The Day I left my childhood home I was sick.
I actually vomitted in the Midland Main line Intercity 125 Toilets from Market Harborough to Sheffield, before then boarding the Cross Country To Darlington, then two pacers from Darlington to Thornaby and Hartlepool, Sorry my train nerd distracted me there.
It was August 1996, and I was sick.
The train was on its way to Hartlepool for to start my gap year.
For me it was the day I left home.
Left what I couldn’t describe or articulate but had been a horror show of a childhood.
The last straw of simmering fury, that I held in, had been my 18th Birthday. When I didn’t get the chance to do what I wanted to do, and in peace, (without them) without them interrupting what I wanted to do and spoiling it. March to August 1996 was 5 months, but the clock had started long before.
The Clock had started when I was about 13 or 14, may even been earlier. But definitely by then.

The great escape was a dim light on the horizon, a shard of yellow in the darkest of tunnels, but it was there. Freedom awaited.
Only 4 more years, only 4 more school years, only 4 more football season years – and fortunately 1992-1996 were glorious for my team. So that was an emotional soother.
Counting down the months, the years
Every day , every month, every year – and they got quicker, the more I worked, saved, studied and was busy the day got closer.
I also knew that I had to be independent from them completely. Too many stories about Parents bailing out their kids at Uni, student debt, I was alone, and had to be independent from them.

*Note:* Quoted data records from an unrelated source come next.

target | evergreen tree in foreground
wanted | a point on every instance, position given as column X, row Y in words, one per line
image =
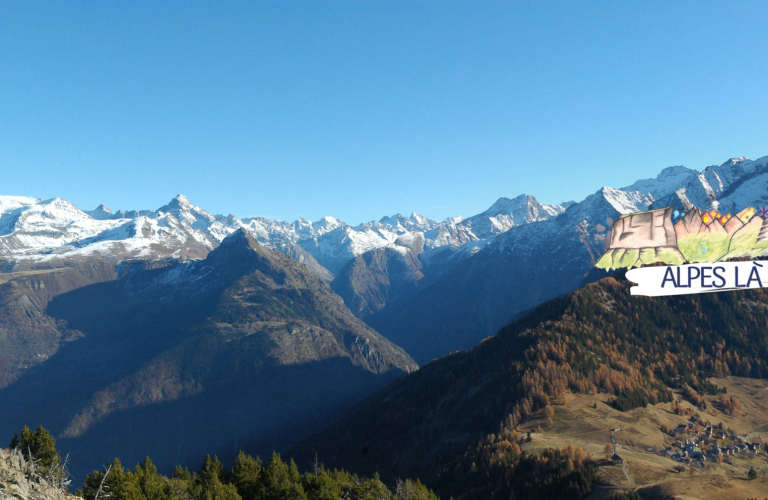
column 38, row 447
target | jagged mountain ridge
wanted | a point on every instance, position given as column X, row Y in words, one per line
column 247, row 337
column 36, row 232
column 529, row 264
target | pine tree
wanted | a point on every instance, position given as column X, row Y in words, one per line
column 38, row 446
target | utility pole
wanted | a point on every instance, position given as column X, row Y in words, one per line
column 613, row 439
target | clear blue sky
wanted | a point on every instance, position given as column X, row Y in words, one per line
column 361, row 109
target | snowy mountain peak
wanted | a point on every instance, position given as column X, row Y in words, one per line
column 734, row 161
column 102, row 212
column 626, row 201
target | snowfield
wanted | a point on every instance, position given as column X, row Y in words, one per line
column 34, row 231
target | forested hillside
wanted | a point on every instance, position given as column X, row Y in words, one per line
column 453, row 423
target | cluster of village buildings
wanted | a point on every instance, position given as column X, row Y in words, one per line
column 701, row 444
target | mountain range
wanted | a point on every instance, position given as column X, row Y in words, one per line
column 246, row 348
column 272, row 329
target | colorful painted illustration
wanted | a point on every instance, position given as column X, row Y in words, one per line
column 644, row 238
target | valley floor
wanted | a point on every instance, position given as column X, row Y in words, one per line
column 579, row 423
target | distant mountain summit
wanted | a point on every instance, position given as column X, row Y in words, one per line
column 248, row 340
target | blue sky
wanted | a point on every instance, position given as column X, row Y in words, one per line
column 361, row 109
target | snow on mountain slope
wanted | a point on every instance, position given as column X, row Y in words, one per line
column 730, row 187
column 506, row 213
column 46, row 231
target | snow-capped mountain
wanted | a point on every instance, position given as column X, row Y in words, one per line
column 35, row 231
column 531, row 263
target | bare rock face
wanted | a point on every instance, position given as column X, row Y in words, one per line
column 19, row 480
column 644, row 230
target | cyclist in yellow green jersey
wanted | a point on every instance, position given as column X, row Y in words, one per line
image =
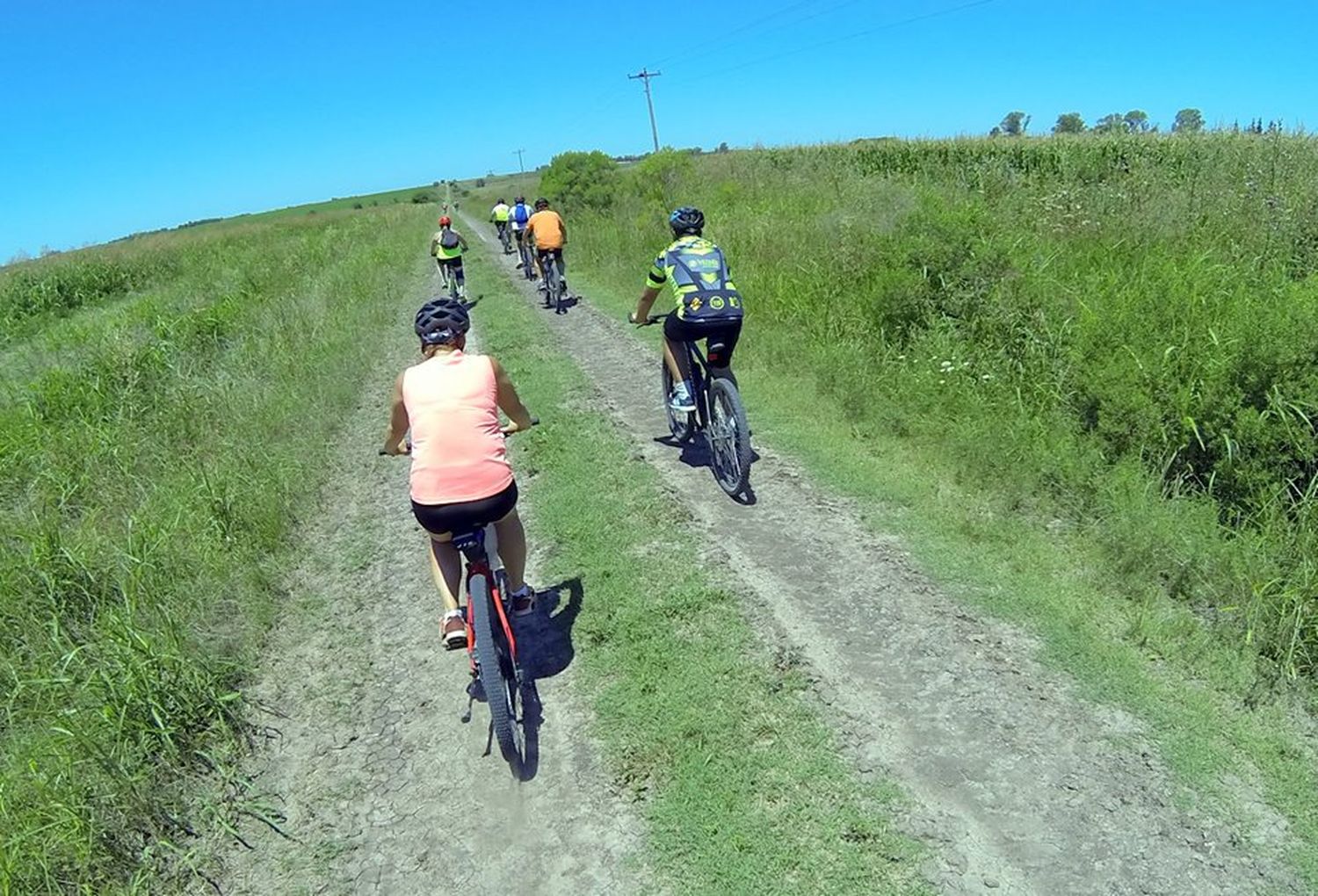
column 448, row 245
column 708, row 305
column 500, row 215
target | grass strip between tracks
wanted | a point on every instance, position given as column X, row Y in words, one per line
column 1227, row 742
column 738, row 779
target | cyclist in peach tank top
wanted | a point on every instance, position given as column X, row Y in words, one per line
column 460, row 476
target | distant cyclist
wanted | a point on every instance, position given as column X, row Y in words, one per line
column 517, row 219
column 500, row 215
column 708, row 305
column 460, row 476
column 448, row 245
column 548, row 235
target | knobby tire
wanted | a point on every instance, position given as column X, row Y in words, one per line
column 730, row 452
column 498, row 679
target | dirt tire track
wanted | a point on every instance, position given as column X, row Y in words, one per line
column 384, row 790
column 1025, row 787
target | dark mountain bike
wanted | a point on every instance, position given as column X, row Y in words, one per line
column 555, row 287
column 448, row 281
column 497, row 677
column 720, row 415
column 527, row 263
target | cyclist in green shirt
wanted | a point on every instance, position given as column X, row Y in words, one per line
column 448, row 245
column 500, row 215
column 708, row 305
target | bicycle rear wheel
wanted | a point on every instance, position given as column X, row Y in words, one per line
column 679, row 424
column 551, row 284
column 498, row 676
column 729, row 437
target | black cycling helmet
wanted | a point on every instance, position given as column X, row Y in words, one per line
column 440, row 321
column 688, row 219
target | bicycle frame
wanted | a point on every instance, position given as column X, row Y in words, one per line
column 700, row 376
column 472, row 547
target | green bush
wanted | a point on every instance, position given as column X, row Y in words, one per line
column 580, row 181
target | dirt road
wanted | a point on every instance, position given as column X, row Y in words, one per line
column 1023, row 787
column 382, row 790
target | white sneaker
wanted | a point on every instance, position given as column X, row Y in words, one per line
column 680, row 398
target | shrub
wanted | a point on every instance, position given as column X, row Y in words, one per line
column 580, row 179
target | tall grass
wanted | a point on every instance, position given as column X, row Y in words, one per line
column 156, row 455
column 1123, row 331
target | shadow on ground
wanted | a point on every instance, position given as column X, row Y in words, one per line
column 695, row 453
column 545, row 642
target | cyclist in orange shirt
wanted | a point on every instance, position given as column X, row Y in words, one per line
column 548, row 235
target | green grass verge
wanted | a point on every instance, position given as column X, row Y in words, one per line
column 1125, row 645
column 738, row 779
column 158, row 442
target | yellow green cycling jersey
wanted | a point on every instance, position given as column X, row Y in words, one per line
column 440, row 250
column 699, row 279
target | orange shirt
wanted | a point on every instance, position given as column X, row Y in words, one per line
column 458, row 448
column 547, row 228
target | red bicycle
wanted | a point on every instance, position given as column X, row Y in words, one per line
column 497, row 677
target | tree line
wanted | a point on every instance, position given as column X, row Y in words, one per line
column 1136, row 121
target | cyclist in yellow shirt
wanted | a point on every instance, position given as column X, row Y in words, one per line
column 500, row 215
column 448, row 245
column 708, row 303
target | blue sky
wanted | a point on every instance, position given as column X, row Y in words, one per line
column 129, row 115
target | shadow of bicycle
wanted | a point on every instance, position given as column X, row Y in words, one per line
column 695, row 453
column 545, row 642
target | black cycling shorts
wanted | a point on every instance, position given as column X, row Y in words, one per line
column 466, row 516
column 721, row 336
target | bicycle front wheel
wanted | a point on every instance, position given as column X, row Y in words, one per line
column 497, row 672
column 729, row 437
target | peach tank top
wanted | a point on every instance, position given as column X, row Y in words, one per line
column 458, row 451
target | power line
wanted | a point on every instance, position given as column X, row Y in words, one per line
column 837, row 40
column 645, row 76
column 722, row 37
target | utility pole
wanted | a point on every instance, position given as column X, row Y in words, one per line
column 643, row 76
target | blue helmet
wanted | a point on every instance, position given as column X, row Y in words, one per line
column 442, row 321
column 688, row 219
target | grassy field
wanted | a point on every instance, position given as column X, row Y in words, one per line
column 741, row 784
column 161, row 418
column 1073, row 373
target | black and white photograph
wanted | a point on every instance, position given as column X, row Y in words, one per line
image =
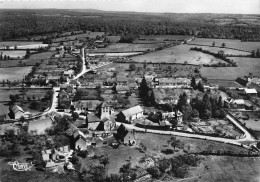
column 129, row 90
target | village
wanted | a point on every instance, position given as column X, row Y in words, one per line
column 95, row 103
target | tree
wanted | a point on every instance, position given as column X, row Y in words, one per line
column 176, row 143
column 257, row 53
column 75, row 116
column 253, row 54
column 174, row 122
column 220, row 102
column 195, row 113
column 207, row 114
column 132, row 67
column 200, row 87
column 143, row 89
column 193, row 83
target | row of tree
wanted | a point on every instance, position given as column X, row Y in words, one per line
column 29, row 24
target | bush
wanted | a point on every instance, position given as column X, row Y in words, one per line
column 167, row 151
column 154, row 172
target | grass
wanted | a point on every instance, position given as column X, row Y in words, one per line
column 14, row 73
column 245, row 66
column 164, row 37
column 222, row 169
column 237, row 44
column 226, row 50
column 125, row 47
column 73, row 37
column 17, row 43
column 119, row 157
column 178, row 54
column 113, row 38
column 14, row 54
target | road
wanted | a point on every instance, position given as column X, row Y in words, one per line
column 54, row 103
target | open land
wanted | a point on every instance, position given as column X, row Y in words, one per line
column 15, row 73
column 178, row 55
column 125, row 47
column 230, row 43
column 245, row 66
column 18, row 43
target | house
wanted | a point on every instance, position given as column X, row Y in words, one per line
column 80, row 140
column 255, row 86
column 82, row 106
column 64, row 96
column 179, row 116
column 55, row 78
column 38, row 127
column 121, row 81
column 68, row 73
column 106, row 125
column 106, row 110
column 250, row 91
column 128, row 115
column 172, row 82
column 125, row 136
column 122, row 89
column 242, row 81
column 16, row 112
column 9, row 126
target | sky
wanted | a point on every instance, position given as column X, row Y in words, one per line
column 160, row 6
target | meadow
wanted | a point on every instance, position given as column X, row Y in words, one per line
column 18, row 43
column 14, row 73
column 226, row 50
column 230, row 43
column 125, row 47
column 180, row 54
column 245, row 66
column 84, row 35
column 14, row 54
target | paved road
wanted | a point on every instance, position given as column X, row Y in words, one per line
column 54, row 103
column 191, row 135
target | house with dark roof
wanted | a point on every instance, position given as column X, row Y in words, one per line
column 125, row 136
column 128, row 115
column 38, row 127
column 16, row 112
column 242, row 81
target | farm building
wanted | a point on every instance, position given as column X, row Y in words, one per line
column 250, row 91
column 16, row 112
column 125, row 136
column 172, row 82
column 38, row 127
column 128, row 115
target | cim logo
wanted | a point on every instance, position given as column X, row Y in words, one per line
column 21, row 166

So id saved up a lot.
When there was an end date to it, there was hope.
The light got bigger.

Though I was in a situation of being trapped… I may have been accused of treating the home like a hotel – but at least I didnt run it like a prison. The date of escape was getting nearer and so was the light of freedom.
That light was one of the things that kept me going.
It gave me hope. It gave me a sense of future. It was escape. It was freedom.
(It wasn’t the end, it wasnt dealing with all the shit of childhood, but I didnt know that then)
The escape helped me survive, I have no doubt.
The glimmer of distant escape was enough.
Though it was bad, and I didn’t realise how bad. There was enough of a glimmer of light to know that I wasnt trapped.
There was a countdown clock. I had set it too. At 18 1/2 I was out.
It made it far easier to cope with the present – knowing there was a fixed point of an ending.
I have just finished ‘Mans Search for Meaning’ by Victor Frankl. In it he writes about how not knowing about the date or time of release or freedom from the concentration camp was one of the hardest things. They just didnt know, so, time and days had so little meaning as there was no future to look forward too, only a past that has blurred endings and present of torture. Time was condensed. It was a ‘provisional existence’ . Once prisoners gave up on having faith in a future, they lost hope and fell into despair. He watched, the prisoners who started smoking were on the path to killing themselves, they had given up. It took a mental resolve, an inner strength to show up each day.
I didnt know at the time how much having a known date of escape, of leaving home, gave me such strength and hope. Im not saying that the psychopathic parents didnt do what they could to ruin my plans, or manipulate those who were about to be my new employees and ministry leaders.
But one of the reasons I survived was knowing there was a way out.
Its no wonder that I was sick in the best of British rails Intercity 125’s toilets that Tuesday morning. It was 4 years of build up.
I am so aware that the times in my life where I have felt a deeper sense of despair, a deeper sense of that swirl of black, hopelessness – has been when there hasn’t been a coherent sense of time – the feeling of being trapped, stuck and feeling like there was no way out. Trapped by expectations, trapped by shame, trapped by the thought of difficult processes to free myself, trapped because there didnt seem to be any way out, stuck.
Provisional existence is a brilliant way of putting it. Knowing that there was an end in sight was such a construct of survival for me. It would end. It would be over. The day to day prison being ran by a psychopath was over and I was out.
The only way, however, that I have got out of the stuck feeling, in the moments of real despair has been vulnerability.
I had to say I needed help. I had to take a risk in talking to someone. I had to be vulnerable. I had to give someone else a tiny shard of responsibility when up until that moment I had held it all, and tried to cope all alone. It was and still is so important for me to have people around me to listen, support and give me the opportunity to share, reflect and give me some building blocks, coping mechanisms, therapy tools – whatever, to help me in the moments – and more importantly too, to give me perspectives. Give yourself the gift of time, a glimmer of the future, hold on to it, and know that you are stronger, more capable and more valuable a human being. The gift of future time.